You can schedule periodic data connector executions for MongoDB data imports. We configure our scheduler carefully to ensure high availability. By using this feature, you no longer need a `cron` daemon on your local data center.

### Create the Schedule

A new schedule can be created using the `td connector:create` command.
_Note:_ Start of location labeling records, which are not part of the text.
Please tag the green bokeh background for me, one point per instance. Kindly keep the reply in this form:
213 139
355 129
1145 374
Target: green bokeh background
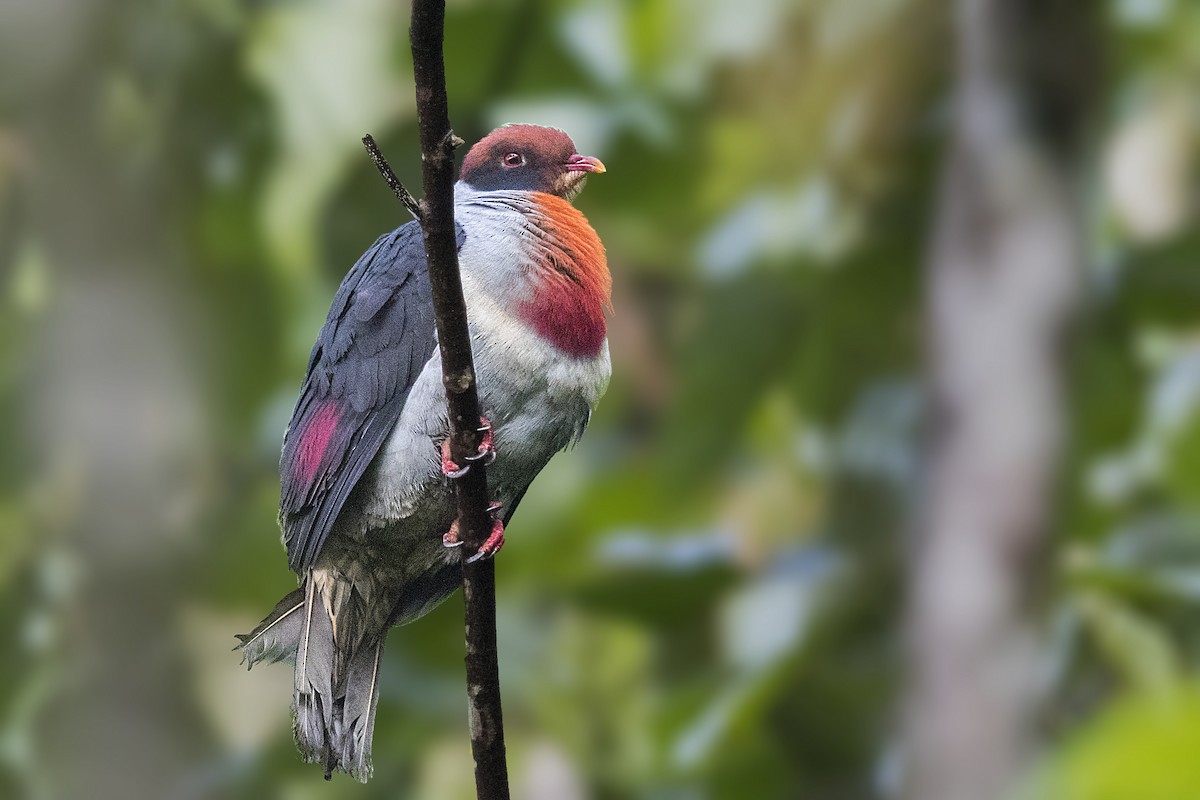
702 599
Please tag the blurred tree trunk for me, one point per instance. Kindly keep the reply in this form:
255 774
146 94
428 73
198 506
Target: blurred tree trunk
1005 275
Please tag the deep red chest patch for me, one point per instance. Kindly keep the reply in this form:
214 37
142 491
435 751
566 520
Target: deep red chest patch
573 286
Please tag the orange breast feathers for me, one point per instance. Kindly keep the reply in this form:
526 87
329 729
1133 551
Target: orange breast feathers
573 286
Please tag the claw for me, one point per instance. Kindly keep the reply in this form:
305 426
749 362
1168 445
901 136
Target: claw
486 452
450 539
491 546
493 543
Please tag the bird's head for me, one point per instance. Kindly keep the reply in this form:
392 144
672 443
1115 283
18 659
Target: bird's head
528 157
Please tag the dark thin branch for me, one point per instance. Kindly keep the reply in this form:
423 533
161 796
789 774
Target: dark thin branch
436 212
394 184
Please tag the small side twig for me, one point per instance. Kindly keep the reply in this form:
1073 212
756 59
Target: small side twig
435 214
394 184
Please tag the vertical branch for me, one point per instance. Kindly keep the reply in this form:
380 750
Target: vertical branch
1003 280
438 143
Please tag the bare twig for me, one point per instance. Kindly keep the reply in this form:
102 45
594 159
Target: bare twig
394 184
436 212
1003 280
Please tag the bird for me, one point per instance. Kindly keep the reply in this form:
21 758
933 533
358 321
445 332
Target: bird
367 503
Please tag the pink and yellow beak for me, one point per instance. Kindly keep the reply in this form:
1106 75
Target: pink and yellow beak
579 163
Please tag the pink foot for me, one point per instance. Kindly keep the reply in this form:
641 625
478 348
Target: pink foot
491 546
486 452
493 543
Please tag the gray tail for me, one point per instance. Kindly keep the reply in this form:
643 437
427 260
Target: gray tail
336 681
276 637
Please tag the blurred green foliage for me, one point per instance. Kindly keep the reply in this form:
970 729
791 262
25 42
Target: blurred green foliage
700 600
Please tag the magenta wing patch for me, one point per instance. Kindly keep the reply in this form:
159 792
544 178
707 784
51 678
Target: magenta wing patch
376 340
315 443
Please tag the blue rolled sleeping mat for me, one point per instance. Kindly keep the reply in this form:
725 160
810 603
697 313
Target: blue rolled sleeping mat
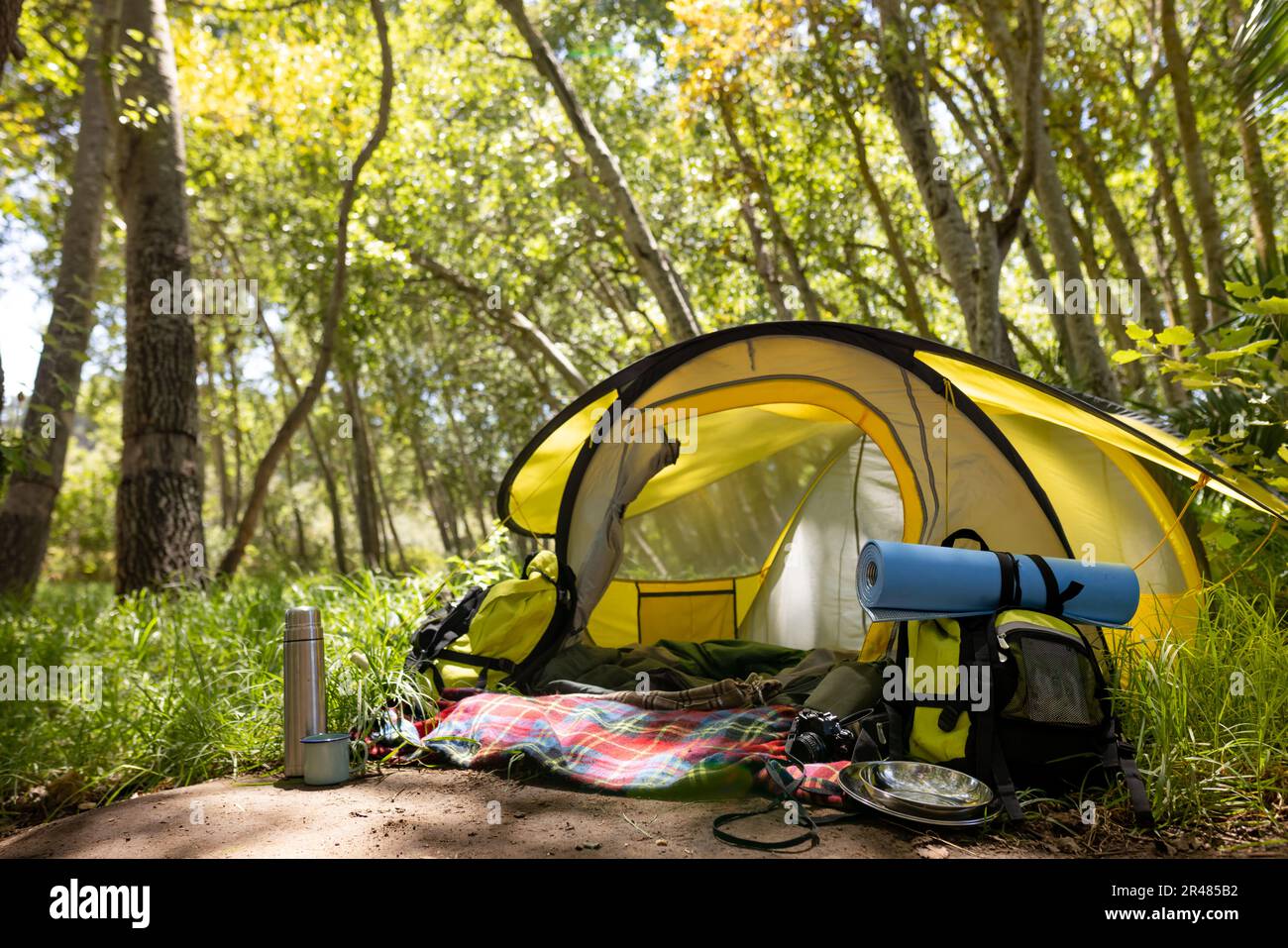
910 581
The following are required: the name of the schedule, the cron-style schedule, the database and table where the data will be stored, and the Data Connector configuration file.


```
$ td connector:create \
    daily_import \
    "10 0 * * *" \
    td_sample_db \
    td_sample_table \
    load.yml
```

It’s also recommended to specify the `--time-column` option since Treasure Data’s storage is partitioned by time (see [data partitioning](https://docs.treasuredata.com/smart/project-product-documentation/data-partitioning-in-treasure-data)).


```
$ td connector:create \
    daily_import \
    "10 0 * * *" \
    td_sample_db \
    td_sample_table \
    load.yml \
    --time-column created_at
```

The `cron` parameter also accepts three special options: `@hourly`, `@daily` and `@monthly`.
By default, schedule is setup in UTC timezone. You can set the schedule in a timezone using -t or --timezone option. Note that `--timezone` option supports only extended timezone formats like 'Asia/Tokyo', 'America/Los_Angeles' etc. Timezone abbreviations like PST, CST are **not** supported and may lead to unexpected schedules.